Die früher als Vormundschaft und Gebrechlichkeitspflegschaft bekannte Entmündigung wurde 1992 durch die neue gesetzliche Betreuung abgelöst und stellt keine Entmündigung mehr dar. Entgegen dem alten Vormundschaftsrecht wird eine gesetzliche Betreuung nur für spezifische Aufgabenbereiche und nicht pauschal festgelegt. Dies ermöglicht den Betroffenen, in allen anderen Bereichen weiterhin eigenverantwortlich zu handeln.

Betreuungen werden grundsätzlich vom zuständigen Vormundschaftsgericht eingerichtet. Die Voraussetzungen sind im Bürgerlichen Gesetzbuch (BGB) §§1896 ff geregelt.

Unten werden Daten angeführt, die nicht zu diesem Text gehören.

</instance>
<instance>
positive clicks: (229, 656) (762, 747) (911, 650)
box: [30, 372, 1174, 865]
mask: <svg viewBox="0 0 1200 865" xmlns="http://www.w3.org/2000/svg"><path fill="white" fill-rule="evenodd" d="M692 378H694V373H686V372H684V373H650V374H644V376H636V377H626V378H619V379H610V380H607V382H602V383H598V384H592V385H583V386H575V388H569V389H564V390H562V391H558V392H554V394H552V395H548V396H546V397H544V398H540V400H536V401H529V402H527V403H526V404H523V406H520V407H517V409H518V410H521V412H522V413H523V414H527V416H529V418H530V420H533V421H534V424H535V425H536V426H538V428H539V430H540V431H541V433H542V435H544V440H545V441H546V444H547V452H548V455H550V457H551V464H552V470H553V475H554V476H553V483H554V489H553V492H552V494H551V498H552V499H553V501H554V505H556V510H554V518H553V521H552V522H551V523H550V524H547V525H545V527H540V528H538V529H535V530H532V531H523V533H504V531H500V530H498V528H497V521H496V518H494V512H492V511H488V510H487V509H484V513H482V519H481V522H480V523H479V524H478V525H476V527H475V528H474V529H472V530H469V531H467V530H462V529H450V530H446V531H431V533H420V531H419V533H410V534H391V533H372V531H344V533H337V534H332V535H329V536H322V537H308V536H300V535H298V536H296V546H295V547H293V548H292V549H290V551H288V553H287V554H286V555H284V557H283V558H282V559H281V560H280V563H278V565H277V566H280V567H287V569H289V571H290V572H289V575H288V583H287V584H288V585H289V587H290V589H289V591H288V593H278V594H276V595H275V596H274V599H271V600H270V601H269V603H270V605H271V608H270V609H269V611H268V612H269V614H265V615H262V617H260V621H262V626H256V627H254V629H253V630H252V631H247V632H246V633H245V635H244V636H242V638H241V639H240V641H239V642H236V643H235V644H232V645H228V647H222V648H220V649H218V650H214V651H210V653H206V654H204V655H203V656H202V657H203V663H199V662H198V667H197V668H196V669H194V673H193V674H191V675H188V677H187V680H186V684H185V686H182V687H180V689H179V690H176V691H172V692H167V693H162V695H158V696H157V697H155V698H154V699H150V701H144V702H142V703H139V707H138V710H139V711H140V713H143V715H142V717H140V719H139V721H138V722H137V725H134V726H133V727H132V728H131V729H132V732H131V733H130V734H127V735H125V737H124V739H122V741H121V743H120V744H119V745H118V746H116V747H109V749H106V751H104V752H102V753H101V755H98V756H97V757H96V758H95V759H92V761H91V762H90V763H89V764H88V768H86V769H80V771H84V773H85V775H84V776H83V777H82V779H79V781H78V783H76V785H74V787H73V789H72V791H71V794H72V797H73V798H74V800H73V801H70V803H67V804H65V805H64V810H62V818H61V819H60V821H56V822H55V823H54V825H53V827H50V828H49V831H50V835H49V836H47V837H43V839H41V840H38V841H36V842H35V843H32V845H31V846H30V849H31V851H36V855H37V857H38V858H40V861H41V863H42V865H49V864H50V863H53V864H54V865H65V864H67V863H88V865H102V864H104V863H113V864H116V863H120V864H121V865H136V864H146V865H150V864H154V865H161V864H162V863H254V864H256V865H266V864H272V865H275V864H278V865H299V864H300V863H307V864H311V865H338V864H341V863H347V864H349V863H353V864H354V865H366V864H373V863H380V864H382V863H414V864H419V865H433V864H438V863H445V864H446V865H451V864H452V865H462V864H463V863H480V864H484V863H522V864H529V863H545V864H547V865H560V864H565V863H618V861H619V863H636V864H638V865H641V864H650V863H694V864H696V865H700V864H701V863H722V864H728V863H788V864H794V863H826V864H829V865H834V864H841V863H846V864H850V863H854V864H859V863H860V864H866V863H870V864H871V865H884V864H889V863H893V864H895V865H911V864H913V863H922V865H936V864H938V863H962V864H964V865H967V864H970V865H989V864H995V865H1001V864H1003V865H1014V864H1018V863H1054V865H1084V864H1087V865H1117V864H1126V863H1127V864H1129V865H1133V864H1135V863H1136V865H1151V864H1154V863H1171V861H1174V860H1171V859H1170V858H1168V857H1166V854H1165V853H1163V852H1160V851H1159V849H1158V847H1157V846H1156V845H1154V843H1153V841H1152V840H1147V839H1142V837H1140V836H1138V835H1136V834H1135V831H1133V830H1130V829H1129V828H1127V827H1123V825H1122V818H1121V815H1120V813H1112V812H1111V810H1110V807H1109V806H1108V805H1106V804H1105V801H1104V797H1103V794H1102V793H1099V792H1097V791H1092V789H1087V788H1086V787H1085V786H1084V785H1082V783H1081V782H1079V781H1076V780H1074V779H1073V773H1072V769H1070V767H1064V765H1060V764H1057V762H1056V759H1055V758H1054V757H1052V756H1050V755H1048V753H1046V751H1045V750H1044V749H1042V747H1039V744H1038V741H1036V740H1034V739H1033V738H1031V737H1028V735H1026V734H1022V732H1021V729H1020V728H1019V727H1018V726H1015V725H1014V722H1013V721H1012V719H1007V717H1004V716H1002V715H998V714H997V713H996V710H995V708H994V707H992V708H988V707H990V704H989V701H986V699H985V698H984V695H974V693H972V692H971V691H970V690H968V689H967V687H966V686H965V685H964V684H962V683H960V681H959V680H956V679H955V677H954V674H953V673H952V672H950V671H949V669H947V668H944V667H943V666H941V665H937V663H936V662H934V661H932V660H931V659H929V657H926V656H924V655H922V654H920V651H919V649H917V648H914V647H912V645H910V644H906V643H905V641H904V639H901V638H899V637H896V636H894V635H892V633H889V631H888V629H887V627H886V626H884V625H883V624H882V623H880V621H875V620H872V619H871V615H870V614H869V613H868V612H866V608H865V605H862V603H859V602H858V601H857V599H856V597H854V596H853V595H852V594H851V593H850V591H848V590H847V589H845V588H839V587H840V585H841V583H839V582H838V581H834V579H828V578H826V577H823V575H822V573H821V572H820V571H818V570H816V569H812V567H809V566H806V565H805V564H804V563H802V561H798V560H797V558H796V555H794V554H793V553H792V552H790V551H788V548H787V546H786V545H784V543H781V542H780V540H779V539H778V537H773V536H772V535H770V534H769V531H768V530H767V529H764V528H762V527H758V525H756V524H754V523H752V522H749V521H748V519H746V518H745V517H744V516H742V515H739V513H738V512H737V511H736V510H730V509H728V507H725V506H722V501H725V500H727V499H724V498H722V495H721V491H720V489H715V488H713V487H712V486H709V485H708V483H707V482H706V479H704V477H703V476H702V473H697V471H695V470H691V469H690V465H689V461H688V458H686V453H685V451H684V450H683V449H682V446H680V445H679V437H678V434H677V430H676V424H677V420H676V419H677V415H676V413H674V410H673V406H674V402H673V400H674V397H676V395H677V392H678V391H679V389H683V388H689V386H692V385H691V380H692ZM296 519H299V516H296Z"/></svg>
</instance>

Zu den Pflichten eines Betreuers gehört es, dass er die Wünsche des Betreuten berücksichtigt und zu dessen Wohl agiert, wichtige Angelegenheiten vorher mit ihm bespricht, und dass Möglichkeiten genutzt werden, die Krankheit oder Behinderung des Betreuten zu beseitigen bzw. zu verbessern.

Sie sind als Mensch einmalig.

Egal welche Umstände Ihr Leben für Sie bereithält – Sie allein haben das Recht Ihr Leben selbst zu gestalten.

Egal in welcher problematischen Lebensphase Sie sich befinden, ich stehe Ihnen mit meiner fachlichen Kompetenz und Lebenserfahrung als „Fels in der Brandung“ zur Seite.

Die gesetzliche Betreuung ist – wie zuvor bereits erwähnt -  keine Entmündigung, sondern soll dazu dienen, dem Betreuten Hilfe zu einem frei und selbstbestimmten Leben zu leisten.

Der Betreuer unterliegt daher einer klaren Abrechnungs- und Rechenschaftspflicht gegenüber dem Betreuungsgericht, das sein Handeln stetig überwacht.
Der Betreuer ist dem Betreuungsgericht gegenüber zur Auskunft verpflichtet und hat regelmäßig über seine Tätigkeit zu berichten.
Bevor eine grundlegendeEntscheidung getroffen werden soll, muss vorher eine Genehmigung des Betreuungsgerichtes eingeholt werden.